LOS ANGELES--The Sunset Strip running between Hollywood and Beverly Hills is a high-profile destination for the city's rich and famous. This week, it will be a little noisy, too.

Workers at the Hyatt Andaz in West Hollywood have gone on strike. The Hyatt Andaz is a sleek, modern hotel that underwent millions of dollars of renovations in 2008. It is cradled in a span of luxury residences on Sunset Boulevard, and its rooms fetch a minimum of $325 a night.

In the midst of this opulence, hotel workers represented by UNITE HERE Local 11 have been without a contract for more than two years.
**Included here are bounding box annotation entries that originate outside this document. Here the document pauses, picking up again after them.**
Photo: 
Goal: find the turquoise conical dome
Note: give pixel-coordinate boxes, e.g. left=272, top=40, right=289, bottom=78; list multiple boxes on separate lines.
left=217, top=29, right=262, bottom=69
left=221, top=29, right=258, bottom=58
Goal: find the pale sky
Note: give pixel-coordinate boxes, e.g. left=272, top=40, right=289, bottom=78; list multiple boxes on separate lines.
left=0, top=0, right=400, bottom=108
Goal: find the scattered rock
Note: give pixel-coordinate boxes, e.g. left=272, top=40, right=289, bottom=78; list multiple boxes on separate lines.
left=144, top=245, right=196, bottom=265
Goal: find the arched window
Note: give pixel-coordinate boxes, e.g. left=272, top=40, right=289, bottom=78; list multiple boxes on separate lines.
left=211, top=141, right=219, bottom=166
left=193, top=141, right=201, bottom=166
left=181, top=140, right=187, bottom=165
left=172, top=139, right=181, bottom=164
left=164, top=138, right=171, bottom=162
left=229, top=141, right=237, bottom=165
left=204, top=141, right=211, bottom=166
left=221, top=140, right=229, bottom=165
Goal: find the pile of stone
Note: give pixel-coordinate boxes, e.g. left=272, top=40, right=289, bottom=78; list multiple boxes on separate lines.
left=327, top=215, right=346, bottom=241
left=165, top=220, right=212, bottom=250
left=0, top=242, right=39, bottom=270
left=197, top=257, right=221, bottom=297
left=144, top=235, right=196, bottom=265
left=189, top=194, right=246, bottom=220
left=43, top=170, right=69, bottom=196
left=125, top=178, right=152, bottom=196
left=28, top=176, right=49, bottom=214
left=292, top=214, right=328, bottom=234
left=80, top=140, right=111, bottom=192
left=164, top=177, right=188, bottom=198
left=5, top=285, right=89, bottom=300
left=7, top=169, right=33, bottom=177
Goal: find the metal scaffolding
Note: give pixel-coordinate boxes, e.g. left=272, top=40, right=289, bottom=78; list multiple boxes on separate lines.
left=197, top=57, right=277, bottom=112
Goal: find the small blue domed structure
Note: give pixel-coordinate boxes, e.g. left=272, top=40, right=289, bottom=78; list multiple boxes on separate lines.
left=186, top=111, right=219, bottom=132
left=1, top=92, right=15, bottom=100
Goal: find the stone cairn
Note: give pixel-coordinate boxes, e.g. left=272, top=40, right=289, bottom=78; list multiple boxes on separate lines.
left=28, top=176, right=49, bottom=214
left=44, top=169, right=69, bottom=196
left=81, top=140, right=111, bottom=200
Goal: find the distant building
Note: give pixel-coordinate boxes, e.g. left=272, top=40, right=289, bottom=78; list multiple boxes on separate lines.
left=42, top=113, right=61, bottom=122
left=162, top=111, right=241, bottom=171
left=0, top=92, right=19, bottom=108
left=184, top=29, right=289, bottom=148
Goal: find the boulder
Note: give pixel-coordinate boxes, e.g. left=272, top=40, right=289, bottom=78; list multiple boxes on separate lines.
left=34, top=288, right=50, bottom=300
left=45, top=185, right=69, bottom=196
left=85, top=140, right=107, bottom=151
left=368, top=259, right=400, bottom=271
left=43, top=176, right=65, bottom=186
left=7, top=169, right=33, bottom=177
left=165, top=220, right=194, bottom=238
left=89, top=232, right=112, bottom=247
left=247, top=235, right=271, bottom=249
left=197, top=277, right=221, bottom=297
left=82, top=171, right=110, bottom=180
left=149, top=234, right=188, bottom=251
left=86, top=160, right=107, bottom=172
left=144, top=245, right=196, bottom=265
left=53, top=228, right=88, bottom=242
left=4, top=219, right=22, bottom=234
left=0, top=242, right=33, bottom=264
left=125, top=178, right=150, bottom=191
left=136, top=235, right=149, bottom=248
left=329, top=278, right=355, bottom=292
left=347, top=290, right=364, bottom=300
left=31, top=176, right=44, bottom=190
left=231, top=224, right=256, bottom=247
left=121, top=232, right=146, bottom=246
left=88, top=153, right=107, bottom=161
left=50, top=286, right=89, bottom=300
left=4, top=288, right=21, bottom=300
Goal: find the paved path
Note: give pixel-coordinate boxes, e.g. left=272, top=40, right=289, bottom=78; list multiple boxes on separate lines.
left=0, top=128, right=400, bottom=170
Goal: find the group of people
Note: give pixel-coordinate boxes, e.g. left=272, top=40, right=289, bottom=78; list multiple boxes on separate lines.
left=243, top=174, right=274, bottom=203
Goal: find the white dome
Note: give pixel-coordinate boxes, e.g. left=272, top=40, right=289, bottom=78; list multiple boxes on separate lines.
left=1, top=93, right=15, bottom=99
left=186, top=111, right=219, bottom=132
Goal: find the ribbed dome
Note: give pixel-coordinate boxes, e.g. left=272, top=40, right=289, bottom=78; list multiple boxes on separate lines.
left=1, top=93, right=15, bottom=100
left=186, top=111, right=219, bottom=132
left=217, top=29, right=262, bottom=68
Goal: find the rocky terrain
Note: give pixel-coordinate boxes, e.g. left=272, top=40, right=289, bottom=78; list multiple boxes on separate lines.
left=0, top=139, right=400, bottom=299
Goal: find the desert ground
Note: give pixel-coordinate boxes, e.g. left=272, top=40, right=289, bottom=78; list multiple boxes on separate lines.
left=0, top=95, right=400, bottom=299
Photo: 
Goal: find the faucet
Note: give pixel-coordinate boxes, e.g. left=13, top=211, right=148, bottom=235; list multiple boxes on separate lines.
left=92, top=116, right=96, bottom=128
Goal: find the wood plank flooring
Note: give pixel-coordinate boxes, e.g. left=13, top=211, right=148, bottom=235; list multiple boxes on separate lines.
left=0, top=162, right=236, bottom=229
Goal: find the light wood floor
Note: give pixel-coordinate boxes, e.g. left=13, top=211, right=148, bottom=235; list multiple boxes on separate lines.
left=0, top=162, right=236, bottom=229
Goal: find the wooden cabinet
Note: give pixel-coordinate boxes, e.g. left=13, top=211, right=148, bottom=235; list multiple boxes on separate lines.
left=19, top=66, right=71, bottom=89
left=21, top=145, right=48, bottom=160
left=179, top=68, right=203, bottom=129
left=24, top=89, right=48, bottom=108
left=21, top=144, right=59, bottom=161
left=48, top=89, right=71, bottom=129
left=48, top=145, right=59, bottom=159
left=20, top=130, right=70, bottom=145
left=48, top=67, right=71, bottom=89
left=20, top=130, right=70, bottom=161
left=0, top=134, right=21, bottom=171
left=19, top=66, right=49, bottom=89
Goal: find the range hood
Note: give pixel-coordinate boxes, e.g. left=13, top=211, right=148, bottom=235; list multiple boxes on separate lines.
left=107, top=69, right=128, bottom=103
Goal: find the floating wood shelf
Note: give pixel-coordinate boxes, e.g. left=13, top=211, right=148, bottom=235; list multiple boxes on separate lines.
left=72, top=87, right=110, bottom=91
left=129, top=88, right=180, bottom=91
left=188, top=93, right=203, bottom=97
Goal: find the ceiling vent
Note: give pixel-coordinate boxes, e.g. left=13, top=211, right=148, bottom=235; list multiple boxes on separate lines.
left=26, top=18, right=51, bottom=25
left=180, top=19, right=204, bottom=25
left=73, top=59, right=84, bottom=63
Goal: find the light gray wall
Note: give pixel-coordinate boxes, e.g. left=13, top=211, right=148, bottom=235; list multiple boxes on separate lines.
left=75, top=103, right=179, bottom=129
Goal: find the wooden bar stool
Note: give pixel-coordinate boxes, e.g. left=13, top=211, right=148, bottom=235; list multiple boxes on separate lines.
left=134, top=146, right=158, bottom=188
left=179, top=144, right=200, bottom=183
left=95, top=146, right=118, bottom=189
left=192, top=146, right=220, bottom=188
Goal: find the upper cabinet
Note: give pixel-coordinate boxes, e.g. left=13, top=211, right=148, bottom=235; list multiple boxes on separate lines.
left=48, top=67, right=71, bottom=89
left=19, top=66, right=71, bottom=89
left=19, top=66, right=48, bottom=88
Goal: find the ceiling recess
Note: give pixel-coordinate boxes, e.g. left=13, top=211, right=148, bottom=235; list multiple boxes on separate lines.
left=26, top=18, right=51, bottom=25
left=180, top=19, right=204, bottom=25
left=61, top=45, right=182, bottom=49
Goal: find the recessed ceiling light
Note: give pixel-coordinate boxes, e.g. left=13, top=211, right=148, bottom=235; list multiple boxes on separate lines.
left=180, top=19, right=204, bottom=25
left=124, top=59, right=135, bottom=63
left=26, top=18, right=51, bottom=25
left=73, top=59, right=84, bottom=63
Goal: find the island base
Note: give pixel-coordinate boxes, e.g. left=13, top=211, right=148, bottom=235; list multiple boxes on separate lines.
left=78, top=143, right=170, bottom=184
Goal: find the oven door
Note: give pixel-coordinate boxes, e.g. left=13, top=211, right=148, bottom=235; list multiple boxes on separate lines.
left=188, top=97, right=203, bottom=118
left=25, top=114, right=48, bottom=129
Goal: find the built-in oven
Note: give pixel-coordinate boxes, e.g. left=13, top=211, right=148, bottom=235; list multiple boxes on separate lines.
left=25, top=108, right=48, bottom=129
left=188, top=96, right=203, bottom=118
Speedups are notorious in the hotel industry, and the breakneck work pace accounts for the high rate of injury for Hyatt housekeepers required to clean as many as 30 rooms a day.

This is just one of the reasons that some 3,000 workers at Hyatt hotels in four U.S. cities--Los Angeles, Chicago, San Francisco and Honolulu--went on strike September 8 in a planned one-week walkout to challenge what the UNITE HERE union calls "the worst employer in the hotel industry."

Others issues at stake are the union's push for contract provisions allowing members to participate in strikes and boycotts over workplace conditions, as well as management's attempt to remove language that allows for card-check representation at newly acquired or constructed hotels/

The strike has pickets that are active 24 hours a day for the week, plus several large rallies.

This action is taking place in an atmosphere of rising levels of class anger and growing support for struggle, including the recent strike at Verizon on the East Coast and a contract battle by grocery workers at West Coast supermarket chains Vons, Albertsons and Ralphs.

Additionally, the National Union of Healthcare Workers (NUHW) will be conducting strikes against Kaiser Permanente between September 21 and 23. The 4,000 NUHW caregivers at Kaiser will be joined with a sympathy strike by 17,000 registered nurses of the California Nurses Association on September 22.

Community support and solidarity are essential for labor victories. We need to support the union fight at Hyatt and all the other battles to show that workers across Los Angeles stand together.